The Constitutional Reform Act also established a Judicial Appointments Commission (JAC), which became, in fact if not in form, the selector of new judges. But the bureaucratic nature of its process is itself discouraging new recruits. It is even worse for aspiring silks (QCs) or Recorders (part-time judges) who are reduced to filling in masses of forms and online tests before they even get to interview. A candidate preparing for an application to the bench is now warned that it will ‘draw significantly on their time’. Referees have to cudgel their brains to provide specific examples of an applicant’s commitment to diversity or to show they have ‘no known prejudices’.
Fortunately, the standard of those recently appointed to the bench has not fallen but there are many who would be excellent candidates who nowadays do not apply because of the extreme amount of paperwork. I could name without difficulty a dozen, including four Oxbridge serving heads of house, who have been put off. It is very possible that either standards will have to be lowered, or the UK legal system will face a crippling shortage of judges in the years ahead.

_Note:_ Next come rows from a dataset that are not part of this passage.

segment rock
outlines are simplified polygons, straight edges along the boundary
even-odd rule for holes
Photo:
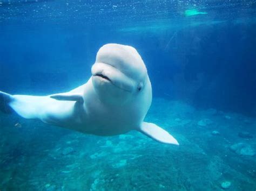
[[[240,132],[238,133],[238,136],[245,139],[251,139],[253,138],[253,135],[248,132]]]
[[[206,126],[207,125],[211,125],[213,123],[213,122],[212,122],[212,121],[211,121],[211,119],[206,118],[206,119],[203,119],[199,121],[197,123],[197,124],[201,126]]]
[[[255,154],[255,152],[252,147],[243,143],[235,144],[230,147],[230,149],[239,155],[253,156]]]
[[[68,147],[65,148],[63,151],[62,151],[62,154],[63,155],[68,155],[70,154],[70,153],[75,152],[74,149],[72,147]]]
[[[218,131],[213,131],[212,132],[212,135],[220,135],[220,132]]]
[[[228,189],[231,186],[231,182],[230,181],[225,181],[221,183],[221,188],[223,189]]]

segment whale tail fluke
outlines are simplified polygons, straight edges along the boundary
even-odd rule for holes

At a more senior level, governmental measures mean that well-seasoned judges are leaving the profession earlier than they might. In 1993, the mandatory judicial retirement age was reduced from 75 to 70. One solution to the inevitable shortfall of judges would be to restore or even remove the mandatory judicial retirement age. A reversion to the maximum age of 75, certainly for the Courts of Appeal, has powerful supporters. It is regrettable, for example, that the polymathic Lord Sumption was compelled to step down last month while he was still in his judicial prime. After all, Ruth Bader Ginsburg still sits on the US Supreme Court with distinction at the age of 85. Lord Bridge, the Senior Law Lord, once lamented that ‘the populist image of the geriatric judge, out of touch with the real world, is now reflected in the statutory presumption of judicial incompetence at the age of 75’. Now that judges must retire even younger, the phrase ‘statutorily senile’ has become a self-mocking quasi-legal cliché.
Last year, the SSRB recommended as a partial palliative a 32 per cent pay increase for those judges adversely affected by the recent changes in their pension scheme. The government’s opening counter bid was a mere 2 per cent. Only the least numerate or most insouciant of silks will not see this widening gap between private and public pay. But there are, it seems, no votes in being kind to the senior judges, whose work was nonetheless described by the JAC as ‘fundamentally important to society’. Not least in the era of judicial review, where so many issues once thought appropriate for the legislature have migrated to the courts.
The Lord Chief Justice has described the situation as ‘unsustainable’, but it looks for the moment as if it is insoluble too. Fewer or lower-quality judges is not even a Hobson’s choice. It is not an acceptable choice at all.